Unity is a lightweight, extensible dependency injection container that supports interception, constructor injection, property injection, and method call injection. You can use Unity in a variety of different ways to help decouple the components of your applications, to maximize coherence in components, and to simplify design, implementation, testing, and administration of these applications.

Unity is a general-purpose container for use in any type of Microsoft® .NET Framework-based application. It provides all of the features commonly found in dependency injection mechanisms, including methods to register type mappings and object instances, resolve objects, manage object lifetimes, and inject dependent objects into the parameters of constructors and methods and as the value of properties of objects it resolves.

In addition, Unity is extensible. You can write container extensions that change the behavior of the container, or add new capabilities. For example, the interception feature provided by Unity, which you can use to add policies to objects, is implemented as a container extension.

The following sections of this guidance describe what Unity can do, when you should choose Unity, and the ways that you can use it in your applications:

  • What Does Unity Do?
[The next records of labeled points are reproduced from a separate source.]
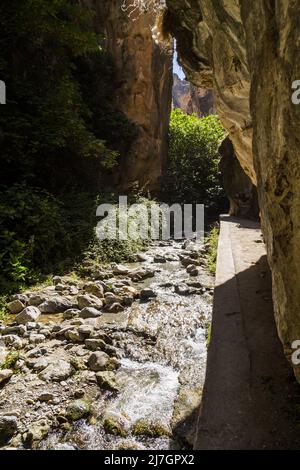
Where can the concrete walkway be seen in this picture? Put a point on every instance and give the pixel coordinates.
(250, 399)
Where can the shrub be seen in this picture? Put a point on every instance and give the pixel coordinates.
(193, 175)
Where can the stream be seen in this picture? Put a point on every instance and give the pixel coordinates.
(162, 344)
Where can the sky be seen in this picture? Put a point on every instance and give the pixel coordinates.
(176, 67)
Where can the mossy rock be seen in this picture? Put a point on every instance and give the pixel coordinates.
(78, 409)
(116, 424)
(148, 428)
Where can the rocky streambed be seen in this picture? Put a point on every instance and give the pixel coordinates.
(112, 361)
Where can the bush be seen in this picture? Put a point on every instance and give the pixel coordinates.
(193, 175)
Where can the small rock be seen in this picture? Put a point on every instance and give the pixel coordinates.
(95, 288)
(89, 300)
(159, 259)
(115, 308)
(35, 338)
(5, 374)
(90, 312)
(78, 409)
(57, 371)
(56, 305)
(21, 297)
(29, 314)
(107, 380)
(36, 432)
(120, 270)
(16, 306)
(98, 361)
(147, 294)
(95, 344)
(36, 300)
(46, 396)
(8, 428)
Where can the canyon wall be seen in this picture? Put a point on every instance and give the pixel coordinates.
(144, 93)
(192, 99)
(248, 52)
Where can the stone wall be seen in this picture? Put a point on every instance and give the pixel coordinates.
(248, 52)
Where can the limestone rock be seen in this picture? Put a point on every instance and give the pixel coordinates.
(16, 306)
(29, 314)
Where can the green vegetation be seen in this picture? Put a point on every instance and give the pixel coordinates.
(61, 134)
(193, 171)
(212, 241)
(10, 360)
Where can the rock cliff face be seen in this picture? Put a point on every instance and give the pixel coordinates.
(145, 91)
(240, 190)
(248, 52)
(191, 99)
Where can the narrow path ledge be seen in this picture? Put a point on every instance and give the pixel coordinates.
(250, 395)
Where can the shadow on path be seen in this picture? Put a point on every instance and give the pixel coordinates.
(250, 398)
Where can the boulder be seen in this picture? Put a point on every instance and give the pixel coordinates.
(89, 300)
(107, 380)
(57, 371)
(90, 312)
(16, 306)
(78, 409)
(98, 361)
(29, 314)
(8, 428)
(5, 374)
(56, 305)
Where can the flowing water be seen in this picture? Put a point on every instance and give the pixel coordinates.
(164, 344)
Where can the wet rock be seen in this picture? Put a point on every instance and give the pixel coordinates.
(182, 289)
(21, 297)
(95, 288)
(98, 361)
(141, 274)
(36, 300)
(192, 270)
(78, 409)
(29, 314)
(187, 261)
(56, 305)
(90, 312)
(145, 427)
(8, 428)
(73, 290)
(46, 396)
(159, 259)
(95, 344)
(86, 330)
(116, 424)
(89, 300)
(142, 258)
(16, 306)
(115, 308)
(35, 338)
(57, 371)
(107, 380)
(37, 364)
(147, 294)
(19, 330)
(74, 336)
(119, 270)
(36, 432)
(5, 374)
(71, 313)
(12, 340)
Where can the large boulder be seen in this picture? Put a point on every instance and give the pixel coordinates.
(56, 305)
(29, 314)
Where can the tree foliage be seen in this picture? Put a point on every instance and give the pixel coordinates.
(193, 169)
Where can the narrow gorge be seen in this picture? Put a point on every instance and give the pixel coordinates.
(150, 342)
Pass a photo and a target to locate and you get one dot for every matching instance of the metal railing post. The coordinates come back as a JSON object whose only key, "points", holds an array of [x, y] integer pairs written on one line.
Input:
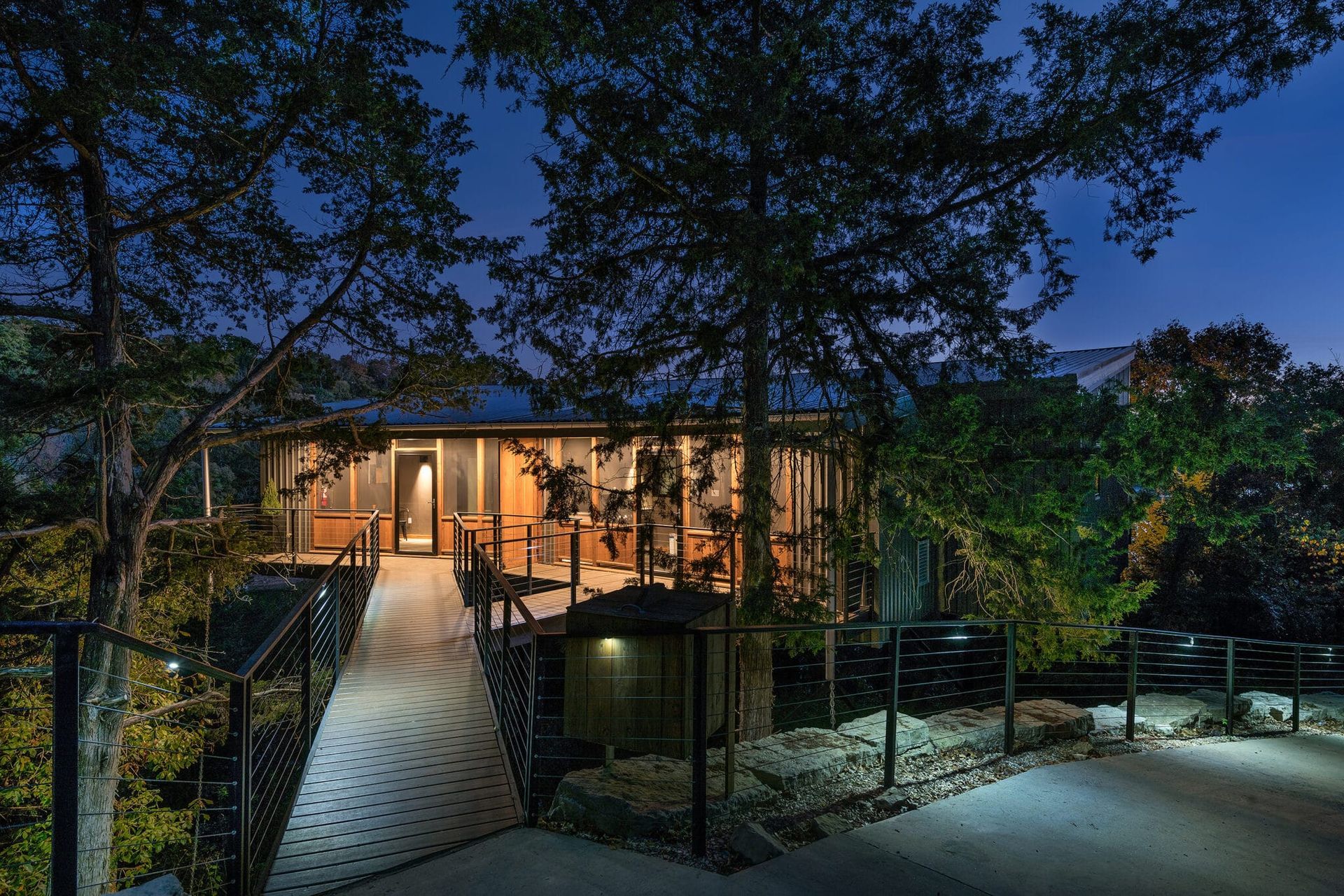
{"points": [[1132, 685], [340, 648], [889, 757], [527, 550], [239, 750], [528, 816], [574, 564], [505, 614], [733, 564], [699, 746], [65, 763], [307, 680], [1297, 687], [1009, 685]]}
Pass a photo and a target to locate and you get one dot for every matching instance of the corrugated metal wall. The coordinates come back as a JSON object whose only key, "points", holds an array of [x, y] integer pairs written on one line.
{"points": [[281, 461], [906, 589]]}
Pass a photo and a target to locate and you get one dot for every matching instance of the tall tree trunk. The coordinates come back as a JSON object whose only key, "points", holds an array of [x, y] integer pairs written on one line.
{"points": [[758, 574], [758, 566], [118, 561]]}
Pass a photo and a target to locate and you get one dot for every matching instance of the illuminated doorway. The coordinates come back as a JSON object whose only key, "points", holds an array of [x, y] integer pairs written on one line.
{"points": [[417, 511]]}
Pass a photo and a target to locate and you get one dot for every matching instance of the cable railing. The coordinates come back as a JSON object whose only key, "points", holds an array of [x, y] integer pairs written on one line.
{"points": [[730, 723], [545, 555], [121, 761]]}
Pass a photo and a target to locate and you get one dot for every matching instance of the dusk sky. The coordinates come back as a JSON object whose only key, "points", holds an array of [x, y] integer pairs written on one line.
{"points": [[1265, 239]]}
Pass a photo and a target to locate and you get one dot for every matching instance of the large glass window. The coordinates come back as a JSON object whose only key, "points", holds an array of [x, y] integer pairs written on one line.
{"points": [[460, 484], [374, 482], [717, 496], [580, 453], [492, 476], [616, 476], [781, 489], [335, 495]]}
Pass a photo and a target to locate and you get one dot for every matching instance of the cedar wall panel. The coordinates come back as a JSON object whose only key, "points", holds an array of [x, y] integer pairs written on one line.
{"points": [[518, 491]]}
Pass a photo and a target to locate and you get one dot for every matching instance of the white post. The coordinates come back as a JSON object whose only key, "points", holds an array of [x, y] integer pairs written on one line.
{"points": [[204, 475]]}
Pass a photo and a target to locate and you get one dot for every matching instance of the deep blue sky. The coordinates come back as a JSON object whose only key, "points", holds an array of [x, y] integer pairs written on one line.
{"points": [[1265, 242]]}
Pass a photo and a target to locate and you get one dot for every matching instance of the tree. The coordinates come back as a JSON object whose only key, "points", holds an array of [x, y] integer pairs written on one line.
{"points": [[178, 168], [1021, 484], [828, 195], [1243, 532]]}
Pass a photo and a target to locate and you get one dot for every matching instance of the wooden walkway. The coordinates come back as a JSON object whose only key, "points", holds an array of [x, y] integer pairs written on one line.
{"points": [[407, 762]]}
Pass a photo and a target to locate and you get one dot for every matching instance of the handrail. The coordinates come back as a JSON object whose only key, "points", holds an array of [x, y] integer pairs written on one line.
{"points": [[200, 666], [262, 782], [296, 613], [512, 596], [961, 624]]}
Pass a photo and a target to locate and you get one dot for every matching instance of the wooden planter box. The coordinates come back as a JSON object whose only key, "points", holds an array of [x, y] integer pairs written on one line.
{"points": [[628, 668]]}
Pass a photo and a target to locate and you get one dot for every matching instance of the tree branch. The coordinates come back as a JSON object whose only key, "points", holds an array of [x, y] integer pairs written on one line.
{"points": [[88, 524]]}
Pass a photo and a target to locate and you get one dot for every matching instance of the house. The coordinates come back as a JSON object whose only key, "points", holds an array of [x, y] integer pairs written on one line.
{"points": [[452, 470]]}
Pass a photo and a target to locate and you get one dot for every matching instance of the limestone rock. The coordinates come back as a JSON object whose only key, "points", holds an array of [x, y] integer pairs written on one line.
{"points": [[1326, 706], [756, 844], [890, 799], [828, 825], [1035, 720], [1167, 711], [1215, 706], [792, 761], [647, 794], [911, 734], [965, 729], [163, 886], [1113, 719], [1262, 704]]}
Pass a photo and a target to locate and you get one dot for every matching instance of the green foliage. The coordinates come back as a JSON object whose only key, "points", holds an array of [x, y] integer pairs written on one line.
{"points": [[1015, 477], [1245, 532], [153, 824], [787, 210], [270, 498]]}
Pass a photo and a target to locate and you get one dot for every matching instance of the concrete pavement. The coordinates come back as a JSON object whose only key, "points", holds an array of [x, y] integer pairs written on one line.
{"points": [[1247, 817]]}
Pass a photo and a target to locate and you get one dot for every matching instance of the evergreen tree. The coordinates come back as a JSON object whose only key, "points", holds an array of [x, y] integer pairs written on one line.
{"points": [[828, 195], [171, 168]]}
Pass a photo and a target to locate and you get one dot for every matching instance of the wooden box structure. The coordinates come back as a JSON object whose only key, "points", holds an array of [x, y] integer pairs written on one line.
{"points": [[628, 668]]}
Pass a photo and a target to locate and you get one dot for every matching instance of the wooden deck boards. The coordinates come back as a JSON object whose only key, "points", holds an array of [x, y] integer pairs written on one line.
{"points": [[406, 763]]}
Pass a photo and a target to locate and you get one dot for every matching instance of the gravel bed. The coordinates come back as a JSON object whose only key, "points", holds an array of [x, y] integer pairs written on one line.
{"points": [[924, 780]]}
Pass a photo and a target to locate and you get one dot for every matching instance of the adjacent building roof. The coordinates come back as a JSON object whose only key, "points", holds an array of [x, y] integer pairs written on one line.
{"points": [[503, 407]]}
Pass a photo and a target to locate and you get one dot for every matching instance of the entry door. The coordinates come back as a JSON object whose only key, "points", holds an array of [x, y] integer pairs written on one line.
{"points": [[417, 501], [660, 504]]}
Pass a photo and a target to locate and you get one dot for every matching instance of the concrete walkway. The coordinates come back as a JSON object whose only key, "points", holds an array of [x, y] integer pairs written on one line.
{"points": [[1252, 817]]}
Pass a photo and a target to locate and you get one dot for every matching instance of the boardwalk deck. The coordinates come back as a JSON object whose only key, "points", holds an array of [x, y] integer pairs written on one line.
{"points": [[406, 763]]}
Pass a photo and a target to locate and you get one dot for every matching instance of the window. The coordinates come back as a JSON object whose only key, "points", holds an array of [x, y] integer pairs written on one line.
{"points": [[580, 451], [616, 475], [458, 476], [781, 491], [717, 496], [374, 482], [335, 495], [492, 476]]}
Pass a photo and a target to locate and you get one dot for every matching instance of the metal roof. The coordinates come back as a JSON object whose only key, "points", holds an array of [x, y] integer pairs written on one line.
{"points": [[499, 406]]}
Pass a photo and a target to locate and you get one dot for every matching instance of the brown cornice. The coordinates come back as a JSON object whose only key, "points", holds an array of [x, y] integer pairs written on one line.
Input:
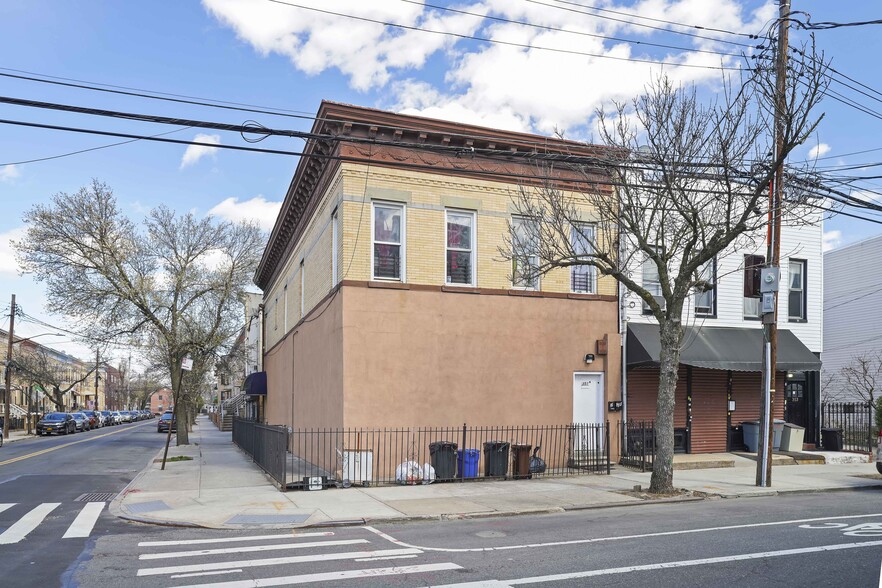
{"points": [[451, 147]]}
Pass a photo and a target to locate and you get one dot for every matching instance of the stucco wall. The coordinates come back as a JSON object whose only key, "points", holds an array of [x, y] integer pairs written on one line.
{"points": [[430, 358]]}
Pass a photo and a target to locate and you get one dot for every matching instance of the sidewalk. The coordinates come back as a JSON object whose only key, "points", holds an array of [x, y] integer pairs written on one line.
{"points": [[221, 488]]}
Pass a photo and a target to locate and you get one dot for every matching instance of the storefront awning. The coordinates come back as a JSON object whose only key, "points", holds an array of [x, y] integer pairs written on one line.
{"points": [[720, 348], [255, 384]]}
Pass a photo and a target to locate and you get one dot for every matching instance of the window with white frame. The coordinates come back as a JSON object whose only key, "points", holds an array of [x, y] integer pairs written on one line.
{"points": [[524, 263], [706, 290], [796, 296], [335, 245], [651, 281], [460, 247], [388, 241], [753, 265], [582, 277]]}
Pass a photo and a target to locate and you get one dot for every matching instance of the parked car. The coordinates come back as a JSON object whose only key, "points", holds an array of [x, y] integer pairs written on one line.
{"points": [[56, 423], [167, 418]]}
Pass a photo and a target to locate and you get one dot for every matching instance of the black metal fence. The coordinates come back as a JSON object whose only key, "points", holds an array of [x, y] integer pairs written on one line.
{"points": [[637, 444], [451, 454], [854, 420], [266, 444]]}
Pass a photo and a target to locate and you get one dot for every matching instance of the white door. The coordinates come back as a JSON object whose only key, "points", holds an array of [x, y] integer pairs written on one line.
{"points": [[588, 410]]}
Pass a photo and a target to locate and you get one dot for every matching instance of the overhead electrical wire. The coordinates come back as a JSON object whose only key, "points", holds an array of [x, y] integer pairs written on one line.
{"points": [[506, 43]]}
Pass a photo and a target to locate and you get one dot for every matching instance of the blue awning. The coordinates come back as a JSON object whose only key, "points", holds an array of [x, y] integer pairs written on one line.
{"points": [[255, 384]]}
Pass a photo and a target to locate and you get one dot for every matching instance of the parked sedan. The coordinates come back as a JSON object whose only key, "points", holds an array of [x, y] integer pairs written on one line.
{"points": [[56, 423], [167, 418], [82, 421]]}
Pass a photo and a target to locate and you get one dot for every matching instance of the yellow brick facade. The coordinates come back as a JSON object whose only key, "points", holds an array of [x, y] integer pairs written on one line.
{"points": [[425, 197]]}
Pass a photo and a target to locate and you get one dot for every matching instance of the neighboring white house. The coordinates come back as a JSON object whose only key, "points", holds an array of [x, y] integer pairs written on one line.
{"points": [[720, 381], [852, 297]]}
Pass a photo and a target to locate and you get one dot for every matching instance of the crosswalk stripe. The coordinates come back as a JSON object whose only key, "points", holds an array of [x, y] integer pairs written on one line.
{"points": [[85, 521], [330, 576], [27, 523], [253, 548], [233, 539], [206, 567]]}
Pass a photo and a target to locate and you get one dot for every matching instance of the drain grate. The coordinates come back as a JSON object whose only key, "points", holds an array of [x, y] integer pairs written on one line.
{"points": [[95, 497]]}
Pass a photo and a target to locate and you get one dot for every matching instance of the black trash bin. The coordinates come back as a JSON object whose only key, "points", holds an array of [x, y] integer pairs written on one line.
{"points": [[443, 459], [520, 461], [831, 439], [496, 459]]}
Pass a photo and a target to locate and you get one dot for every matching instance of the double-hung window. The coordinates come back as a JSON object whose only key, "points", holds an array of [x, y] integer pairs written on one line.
{"points": [[796, 299], [706, 290], [752, 266], [582, 277], [525, 262], [651, 282], [388, 242], [460, 248]]}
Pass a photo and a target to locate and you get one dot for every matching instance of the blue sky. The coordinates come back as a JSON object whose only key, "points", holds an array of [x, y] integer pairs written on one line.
{"points": [[264, 53]]}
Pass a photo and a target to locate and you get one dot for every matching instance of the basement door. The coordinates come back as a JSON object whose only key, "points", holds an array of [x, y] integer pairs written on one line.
{"points": [[588, 409]]}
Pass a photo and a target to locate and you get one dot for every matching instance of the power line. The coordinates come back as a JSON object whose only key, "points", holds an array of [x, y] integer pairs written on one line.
{"points": [[505, 43]]}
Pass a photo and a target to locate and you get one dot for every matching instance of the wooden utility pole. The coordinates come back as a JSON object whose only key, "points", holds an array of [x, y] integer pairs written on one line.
{"points": [[7, 391], [764, 464]]}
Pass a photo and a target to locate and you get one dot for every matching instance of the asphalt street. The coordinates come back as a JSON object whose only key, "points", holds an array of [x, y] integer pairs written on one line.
{"points": [[51, 534], [54, 493]]}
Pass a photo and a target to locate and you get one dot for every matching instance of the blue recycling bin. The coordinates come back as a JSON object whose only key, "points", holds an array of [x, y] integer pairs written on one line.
{"points": [[467, 463]]}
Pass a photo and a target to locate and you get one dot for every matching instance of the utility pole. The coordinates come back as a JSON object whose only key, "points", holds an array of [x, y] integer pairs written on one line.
{"points": [[97, 363], [770, 327], [8, 382]]}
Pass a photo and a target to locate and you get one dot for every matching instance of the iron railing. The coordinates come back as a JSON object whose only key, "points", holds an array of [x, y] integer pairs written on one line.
{"points": [[372, 456], [266, 444], [854, 419], [637, 444]]}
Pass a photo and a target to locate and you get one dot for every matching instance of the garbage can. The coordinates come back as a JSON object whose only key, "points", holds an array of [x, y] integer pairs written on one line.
{"points": [[520, 462], [467, 463], [831, 439], [443, 459], [792, 437], [751, 435], [496, 459]]}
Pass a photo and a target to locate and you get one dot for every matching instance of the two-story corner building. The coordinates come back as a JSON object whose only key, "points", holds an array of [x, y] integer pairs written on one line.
{"points": [[852, 289], [385, 300], [719, 384]]}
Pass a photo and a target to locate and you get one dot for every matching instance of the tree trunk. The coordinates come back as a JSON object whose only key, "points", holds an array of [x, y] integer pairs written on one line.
{"points": [[671, 334]]}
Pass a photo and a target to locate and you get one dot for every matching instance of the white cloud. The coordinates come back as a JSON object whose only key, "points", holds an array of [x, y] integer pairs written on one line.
{"points": [[9, 173], [818, 150], [832, 240], [8, 264], [259, 209], [196, 152]]}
This topic provides a brief overview that will help you to understand what Unity can do, and explains some of the concepts and features it incorporates. It also provides a simple example of the way that you can write code to use Unity.
  • When Should I Use Unity? This topic will help you to decide if Unity is suitable for your requirements. It explains the benefits of using Unity, and any alternative techniques you may consider. It also provides details of any limitations of Unity that may affect your decision to use it.
  • About This Release of Unity. This topic contains information about the changes in this release, the target audience and system requirements, migration and side-by-side execution, and links to other Microsoft patterns & practices resources.
  • Configuring Unity. This topic describes how you can populate a Unity container with the type registrations, mappings, extensions, and other information required by your application.
  • Using Unity in Applications. This topic explains how to use Unity in your own applications. It explains how to add Unity to your application, how to resolve objects, and how to take advantage of the many other capabilities of Unity.
  • Design of Unity. This topic explains the decisions that went into designing Unity and the rationale behind those decisions.
  • Extending and Modifying Unity. This topic explains how to extend Unity and how to modify the source code.
  • Deployment and Operations. This topic explains how to deploy and update the Unity assemblies and use the instrumentation exposed by Unity.